Let me add to that, right, Tim. I think that that's key. Us not having to manufacture that pressure sensing lead, there is obviously a key manufacturing savings right there from a cost standpoint. But it's also the number one cause of patient revisions. We're going to see a significant increase in the reliability of the product because patients don't have that sensor. And the physicians obviously don't have to implant that sensor too. So a lot of benefits are going to be coming with that as we move forward.
One of your earlier comments, Tim, is around kind of having inventory levels ready to kind of push firmly out of the gates. I'll try my luck here. I know it's a 2025 event, but any finer point that you want to put on it? How is kind of the manufacturing of the system going? Are you happy with it? Or are there potential bottlenecks there?
No. We're going to a redundant system. We procure the neurostimulators from our partners. And we're going to have multiple parties being able to manufacture this Inspire V device.
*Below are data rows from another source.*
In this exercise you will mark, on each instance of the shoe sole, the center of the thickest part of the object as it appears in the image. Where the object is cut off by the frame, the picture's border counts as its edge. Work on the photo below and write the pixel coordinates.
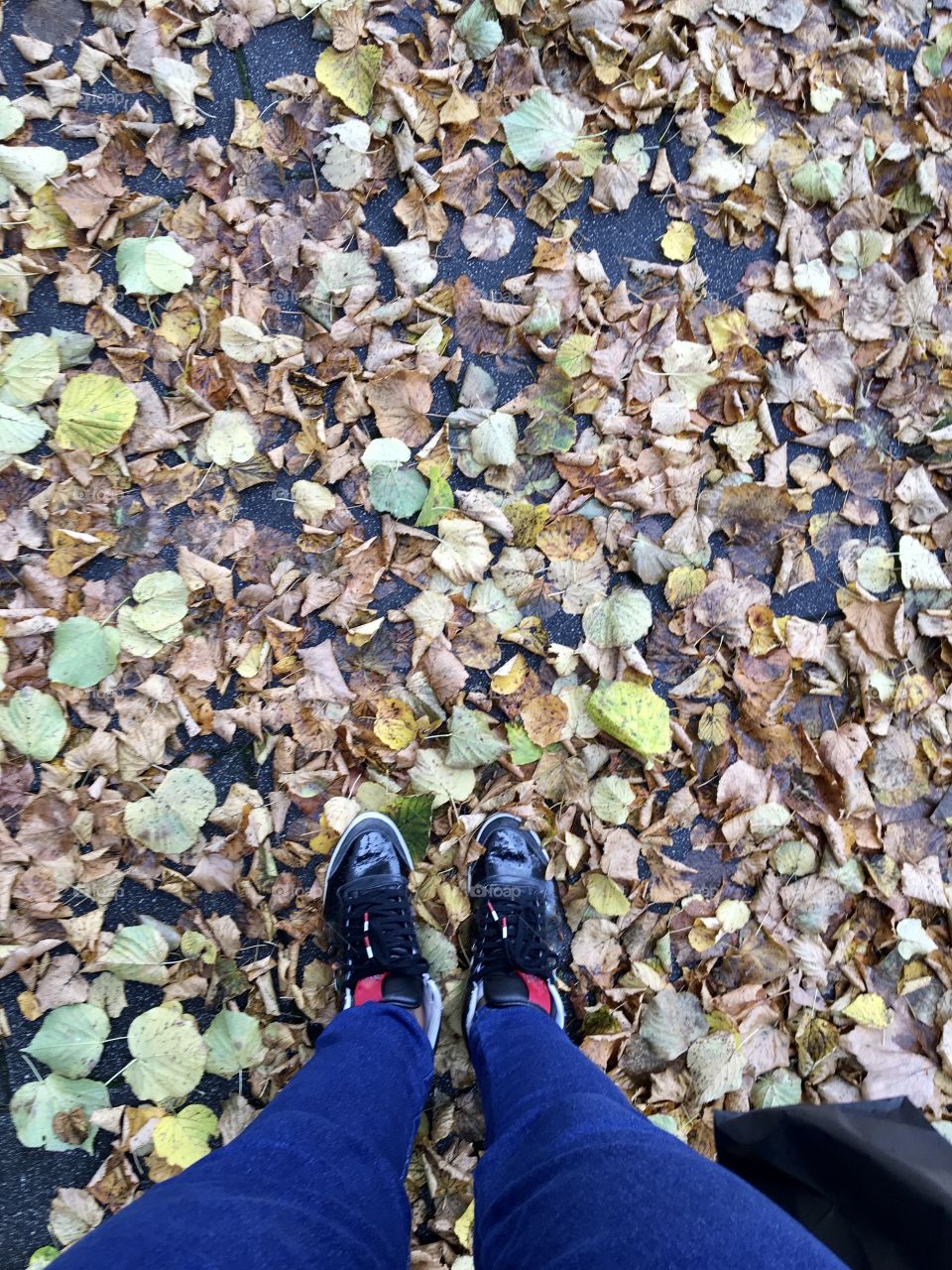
(348, 835)
(431, 1000)
(544, 858)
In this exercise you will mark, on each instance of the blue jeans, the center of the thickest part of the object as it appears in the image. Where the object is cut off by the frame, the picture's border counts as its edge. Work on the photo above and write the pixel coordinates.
(572, 1178)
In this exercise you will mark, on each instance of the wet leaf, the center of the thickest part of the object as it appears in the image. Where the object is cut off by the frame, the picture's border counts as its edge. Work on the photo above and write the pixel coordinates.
(33, 722)
(350, 75)
(184, 1137)
(234, 1043)
(36, 1105)
(95, 412)
(542, 127)
(168, 1055)
(678, 241)
(70, 1039)
(84, 653)
(633, 714)
(153, 266)
(171, 820)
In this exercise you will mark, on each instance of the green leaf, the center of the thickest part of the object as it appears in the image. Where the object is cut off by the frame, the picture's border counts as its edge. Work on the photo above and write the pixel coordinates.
(689, 368)
(162, 598)
(521, 748)
(716, 1065)
(540, 127)
(153, 266)
(471, 739)
(19, 430)
(28, 367)
(919, 570)
(137, 953)
(71, 345)
(740, 125)
(35, 724)
(70, 1039)
(30, 168)
(430, 774)
(399, 490)
(182, 1138)
(171, 820)
(413, 816)
(42, 1257)
(36, 1105)
(385, 452)
(549, 435)
(777, 1088)
(12, 118)
(819, 181)
(574, 356)
(909, 198)
(670, 1023)
(634, 715)
(95, 412)
(856, 250)
(229, 437)
(875, 571)
(606, 896)
(157, 619)
(168, 1055)
(619, 620)
(488, 599)
(493, 441)
(84, 653)
(234, 1042)
(612, 799)
(438, 951)
(439, 500)
(479, 30)
(352, 75)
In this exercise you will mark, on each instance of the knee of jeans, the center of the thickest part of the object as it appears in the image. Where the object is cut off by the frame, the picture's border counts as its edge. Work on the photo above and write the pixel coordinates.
(544, 1120)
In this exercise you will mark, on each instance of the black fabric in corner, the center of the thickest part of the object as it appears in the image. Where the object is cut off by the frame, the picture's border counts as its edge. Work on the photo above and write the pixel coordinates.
(870, 1180)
That certainly helps the patients to ensure that we have product available. But it does give us capacity as well with having multiple vendors making the product. We are working through the manufacturing right now on the first vendor, getting that up and running. We're not small anymore. So we need to make sure that we have sufficient inventory to be able to support the launch. We don't want to do a start-stop. And so that's really kind of the key part of the operational readiness. Second part of it is, while we didn't do a price increase, the system-level pricing is the same. So it's still talking $24,800.
But that is moving a lot of the cost of the sensor into the neurostimulator. And so there is a contract update with all of our centers. We will train all of our centers as well as train our own internal team. And so it is a process to be able to launch going from IV and launching into V. But I guess the real key is to make sure we have the proper inventory prior to doing the full launch.
Yep. That's good color. I wanted to talk about another tailwind that I think could impact the business in 2025, and that's Predictor and removal of DISE from the funnel, at least for some patients, so I guess multi-part question here. Are you happy with the data that was presented at ISSS a couple, I guess, months ago at this point now? Do you see opportunity to further improve those figures, and then you have had a couple payers remove DISE from policy, so maybe just double-click on kind of where you stand and how quickly other payers could convert.
Absolutely. Yes, yes. And the last one, I need explanation. No. We are happy with the data that we've seen. And it was backed up at the AAO meeting, American Academy of Otolaryngology, the ENT Society meeting where we presented some of this data along with the International Sleep Surgical Society meeting that ran in parallel with that. The data is good. We want to be able to help patients have a lower BMI. They just don't have a lot of value in having a sleep endoscopy. And there's other ways that the physicians can assess whether those patients will have the lateral wall collapse or what's known as complete concentric collapse. And patients really with a BMI less than 32 from the data really don't need to have a sleep endoscopy.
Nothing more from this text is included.